Just as calling a feather a “plume” is a more beautiful way to describe it, so too Plumes’ orchestral music is more lush and colourful than you’d imagine if it were just called pop. Through nine songs, Oh Orwell runs the gamut from Snowblink-esque tenderness to funky synth-pop and back again.
There is a seven-year gap between Veronica Charnley et al.’s debut self-titled LP and Oh Orwell; since then Charnley and Geof Holbrook have parted ways, so this is a bittersweet project at a minimum. Charnley is the principal songwriter and Holbrook was the arranger, so future recordings will probably not sound like this, but Oh Orwell has them firing on all cylinders. Charnely is as confidant painting metaphors about love as she is writing from the perspectives of other people (and animals, as we’ll see). Holbrook’s multi-instrumental talents shine throughout, with him playing keyboards, three different horns and more.
Not one song is similar to another; each new tune feels like you are pulling a new flavour from a bag of assorted jelly beans. “Golden Gourmande” is mint flavoured; the syllable “oh” in the song is sung with a group howl as Charnley gently sings about savouring a love that was almost lost. “Stray Dog de France” is one of those fancy Jelly Belly flavours with sweetness and a spicy aftertaste. The song jumps back and forth between slow/moody and quick/passionate unpredictably. “Love and Overlooking the Fire Hazard” is that one indescribably delicious flavour that you can only find a few times in the bag. It’s a fun, funky number about being happy in a relationship and living in a horrible piece-of-shit apartment.

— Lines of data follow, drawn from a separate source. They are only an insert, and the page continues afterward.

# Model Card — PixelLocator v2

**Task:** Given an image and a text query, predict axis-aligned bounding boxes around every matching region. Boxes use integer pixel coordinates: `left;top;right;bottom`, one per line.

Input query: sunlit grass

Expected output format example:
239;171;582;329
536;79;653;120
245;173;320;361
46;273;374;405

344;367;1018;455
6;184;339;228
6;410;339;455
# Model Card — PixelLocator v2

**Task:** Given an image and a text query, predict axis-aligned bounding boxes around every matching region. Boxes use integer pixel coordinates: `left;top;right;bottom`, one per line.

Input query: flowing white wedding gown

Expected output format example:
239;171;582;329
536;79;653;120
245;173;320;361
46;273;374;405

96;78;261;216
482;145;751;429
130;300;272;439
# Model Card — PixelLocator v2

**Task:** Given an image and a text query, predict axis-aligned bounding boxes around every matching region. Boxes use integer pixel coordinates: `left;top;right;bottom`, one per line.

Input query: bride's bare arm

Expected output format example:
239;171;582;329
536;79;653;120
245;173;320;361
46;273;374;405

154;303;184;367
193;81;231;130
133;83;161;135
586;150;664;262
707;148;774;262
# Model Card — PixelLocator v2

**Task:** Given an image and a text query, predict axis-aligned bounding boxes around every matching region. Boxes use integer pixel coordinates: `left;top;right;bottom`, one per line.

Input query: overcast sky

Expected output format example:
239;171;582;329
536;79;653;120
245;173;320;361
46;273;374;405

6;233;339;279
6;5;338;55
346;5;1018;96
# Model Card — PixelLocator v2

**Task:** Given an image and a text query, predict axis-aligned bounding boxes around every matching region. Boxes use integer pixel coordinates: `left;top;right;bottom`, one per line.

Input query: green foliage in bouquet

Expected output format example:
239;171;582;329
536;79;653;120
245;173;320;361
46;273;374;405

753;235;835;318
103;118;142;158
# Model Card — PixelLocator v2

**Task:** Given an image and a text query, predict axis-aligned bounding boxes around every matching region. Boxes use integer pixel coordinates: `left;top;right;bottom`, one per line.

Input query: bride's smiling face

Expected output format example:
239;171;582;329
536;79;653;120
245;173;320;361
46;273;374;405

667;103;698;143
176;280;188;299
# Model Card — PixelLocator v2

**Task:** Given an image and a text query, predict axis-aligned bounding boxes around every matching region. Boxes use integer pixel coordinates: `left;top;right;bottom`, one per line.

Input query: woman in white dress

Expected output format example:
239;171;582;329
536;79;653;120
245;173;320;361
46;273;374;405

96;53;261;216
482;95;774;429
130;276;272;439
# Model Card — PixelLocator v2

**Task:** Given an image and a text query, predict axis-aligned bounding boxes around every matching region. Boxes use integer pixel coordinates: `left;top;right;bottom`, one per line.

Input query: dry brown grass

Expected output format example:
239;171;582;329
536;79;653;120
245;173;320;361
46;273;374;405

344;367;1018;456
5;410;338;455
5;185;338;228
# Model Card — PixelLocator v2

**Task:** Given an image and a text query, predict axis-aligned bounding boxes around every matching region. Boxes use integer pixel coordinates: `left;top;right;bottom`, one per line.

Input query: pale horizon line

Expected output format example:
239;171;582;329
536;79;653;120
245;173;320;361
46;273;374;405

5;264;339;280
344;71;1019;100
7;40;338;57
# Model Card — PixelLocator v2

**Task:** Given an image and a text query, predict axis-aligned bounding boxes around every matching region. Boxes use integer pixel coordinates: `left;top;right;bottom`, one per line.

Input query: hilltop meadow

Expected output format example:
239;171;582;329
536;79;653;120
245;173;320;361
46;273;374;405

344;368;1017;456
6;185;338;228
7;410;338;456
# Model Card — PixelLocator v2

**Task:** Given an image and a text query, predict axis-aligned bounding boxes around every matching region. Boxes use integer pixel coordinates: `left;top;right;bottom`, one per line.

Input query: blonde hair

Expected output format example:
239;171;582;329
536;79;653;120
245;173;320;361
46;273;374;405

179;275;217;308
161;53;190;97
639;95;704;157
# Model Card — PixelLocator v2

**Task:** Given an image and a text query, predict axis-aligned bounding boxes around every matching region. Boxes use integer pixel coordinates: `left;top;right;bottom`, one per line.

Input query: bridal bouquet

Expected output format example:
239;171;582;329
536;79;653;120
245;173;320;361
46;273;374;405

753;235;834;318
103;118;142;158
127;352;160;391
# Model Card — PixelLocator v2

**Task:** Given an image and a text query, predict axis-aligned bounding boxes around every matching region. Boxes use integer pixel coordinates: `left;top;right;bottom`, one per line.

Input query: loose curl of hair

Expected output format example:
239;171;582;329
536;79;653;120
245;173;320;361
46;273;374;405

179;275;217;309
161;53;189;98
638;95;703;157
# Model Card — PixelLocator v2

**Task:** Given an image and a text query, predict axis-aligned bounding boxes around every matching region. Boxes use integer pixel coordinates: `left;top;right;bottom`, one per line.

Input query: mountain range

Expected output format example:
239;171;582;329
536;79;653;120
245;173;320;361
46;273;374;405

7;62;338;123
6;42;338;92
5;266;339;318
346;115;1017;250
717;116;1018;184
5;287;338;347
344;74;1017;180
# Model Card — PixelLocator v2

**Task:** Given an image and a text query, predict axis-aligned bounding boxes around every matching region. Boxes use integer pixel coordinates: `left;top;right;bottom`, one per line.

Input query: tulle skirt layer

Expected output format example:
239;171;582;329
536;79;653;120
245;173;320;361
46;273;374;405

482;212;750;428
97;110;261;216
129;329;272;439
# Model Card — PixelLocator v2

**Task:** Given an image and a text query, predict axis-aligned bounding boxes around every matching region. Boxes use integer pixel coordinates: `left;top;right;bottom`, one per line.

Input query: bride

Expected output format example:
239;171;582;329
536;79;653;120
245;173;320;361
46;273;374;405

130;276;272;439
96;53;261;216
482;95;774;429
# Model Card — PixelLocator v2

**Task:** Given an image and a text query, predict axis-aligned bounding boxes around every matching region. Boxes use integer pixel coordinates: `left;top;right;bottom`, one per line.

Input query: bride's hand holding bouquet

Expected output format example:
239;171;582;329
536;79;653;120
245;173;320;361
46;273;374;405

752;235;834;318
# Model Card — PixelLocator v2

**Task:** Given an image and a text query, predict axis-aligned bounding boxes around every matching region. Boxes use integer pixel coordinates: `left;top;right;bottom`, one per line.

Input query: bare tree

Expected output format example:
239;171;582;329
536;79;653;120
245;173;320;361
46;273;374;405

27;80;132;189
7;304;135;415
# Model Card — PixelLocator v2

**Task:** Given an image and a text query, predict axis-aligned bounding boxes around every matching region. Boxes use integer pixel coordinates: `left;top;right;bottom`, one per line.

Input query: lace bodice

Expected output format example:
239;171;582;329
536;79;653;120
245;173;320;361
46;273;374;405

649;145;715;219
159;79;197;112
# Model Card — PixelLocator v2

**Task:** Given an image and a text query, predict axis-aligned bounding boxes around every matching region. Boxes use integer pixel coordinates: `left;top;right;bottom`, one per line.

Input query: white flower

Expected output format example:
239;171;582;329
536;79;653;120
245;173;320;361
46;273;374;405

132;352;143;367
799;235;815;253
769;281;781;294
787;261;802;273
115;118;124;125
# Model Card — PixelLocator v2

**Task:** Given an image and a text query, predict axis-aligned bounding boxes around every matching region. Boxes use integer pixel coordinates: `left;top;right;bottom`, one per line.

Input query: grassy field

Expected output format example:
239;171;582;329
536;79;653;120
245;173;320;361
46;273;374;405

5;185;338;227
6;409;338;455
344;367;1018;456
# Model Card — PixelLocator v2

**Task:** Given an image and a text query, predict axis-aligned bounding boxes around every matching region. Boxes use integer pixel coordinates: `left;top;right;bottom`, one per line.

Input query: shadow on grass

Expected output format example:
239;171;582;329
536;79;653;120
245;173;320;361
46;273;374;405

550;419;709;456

Charnley’s biggest strength as a songwriter is the imagery she conjures. “Spawning Ground” paints vivid pictures of what a salmon sees as it returns to its mating ground, accompanied by gorgeous harp. “Winter Getaway” meets a bush pilot who’s been through some bleak circumstances. The lullaby atmosphere of “Seaweed” makes for a doubly thrilling song; Charnley’s vocals soar to breathtakingly high-register notes as she compares love to seaweed: “You can’t push it away.”
There are so many musical bursts of colour on Oh Orwell that not even a kaleidoscope could contain Plumes. See where the colours lead you.